In 1972 he photographed Haiti for Time magazine, resulting in one of his most famous images, “Coca Kid,” which was included in Life magazine’s special 1997 issue “100 Magnificent Images.” In 1980 he had his first major exhibit in New York at the “Space” gallery in Carnegie Hall, and his signature red, white and blue image “Promised Land,” was chosen for inclusion in the permanent collection of the George Eastman House. In 1989 he was the only photographer named to Adweek magazine’s national “Creative All-Star Team”; and that same year he received a “Clio” for a series of images he made in Scotland for a breakthrough campaign featuring the outerwear clothing of the Timberland company. “Fire Eater,” his iconic image of the spotlit lips of a woman submerged in a tank of water, and commissioned by Almay cosmetics, was included in Robert Sobieszek’s 1993 book on advertising The Art of Persuasion.
As an undergraduate at Syracuse University, he studied colour printing and colour theory with legendary instructor Tom Richards at the Newhouse School of Journalism before graduating in 1968 with a B.A. in English Literature and then moving to NYC in 1969 to work with Pete Turner as his studio manager. A Canon “Explorer of Light,” he has lectured extensively, including at Syracuse University, Rochester Institute of Technology, Brooks (Santa Barbara), the Art Center at Pasadena, Parsons, the Academy of Art College (San Francisco), the George Eastman House, and venues including PPA., WPPI, and A.S.M.P.

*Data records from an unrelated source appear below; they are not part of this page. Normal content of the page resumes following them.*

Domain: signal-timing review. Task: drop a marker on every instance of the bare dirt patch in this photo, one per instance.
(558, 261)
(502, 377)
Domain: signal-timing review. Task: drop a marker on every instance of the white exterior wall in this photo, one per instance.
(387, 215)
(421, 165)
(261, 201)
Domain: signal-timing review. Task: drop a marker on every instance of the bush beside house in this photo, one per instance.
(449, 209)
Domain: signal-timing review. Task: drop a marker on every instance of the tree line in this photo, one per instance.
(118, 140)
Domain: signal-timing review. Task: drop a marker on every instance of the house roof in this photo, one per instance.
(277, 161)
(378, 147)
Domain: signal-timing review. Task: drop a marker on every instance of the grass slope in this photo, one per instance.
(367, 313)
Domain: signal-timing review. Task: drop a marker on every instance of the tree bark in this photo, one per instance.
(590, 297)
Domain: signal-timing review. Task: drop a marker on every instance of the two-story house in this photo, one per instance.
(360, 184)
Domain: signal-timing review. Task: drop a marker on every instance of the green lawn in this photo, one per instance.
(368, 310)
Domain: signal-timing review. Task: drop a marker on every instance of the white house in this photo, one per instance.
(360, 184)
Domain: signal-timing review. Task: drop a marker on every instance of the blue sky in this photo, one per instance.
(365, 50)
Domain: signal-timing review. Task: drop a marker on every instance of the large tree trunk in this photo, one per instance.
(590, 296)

In 2004, Graphis Editions published his first book The Last Places on Earth, a look at disappearing tribes and cultures throughout the world. An exhibition in England of his photographs of Bruce Springsteen, which coincided with the publication of his second book Born to Run: The Unseen Photos (Insight Editions, 2006), was followed in 2008 by INDIA: In Word & Image (Welcome Books, NY), and an exhibit in 2009 at the Art Directors Club of New York. Born to Run Revisited—a large format limited edition of his Springsteen images—was published by Ormond Yard Press (London) in 2011. Streets of Fire, his fifth book, will be published by HarperCollins in October 2012.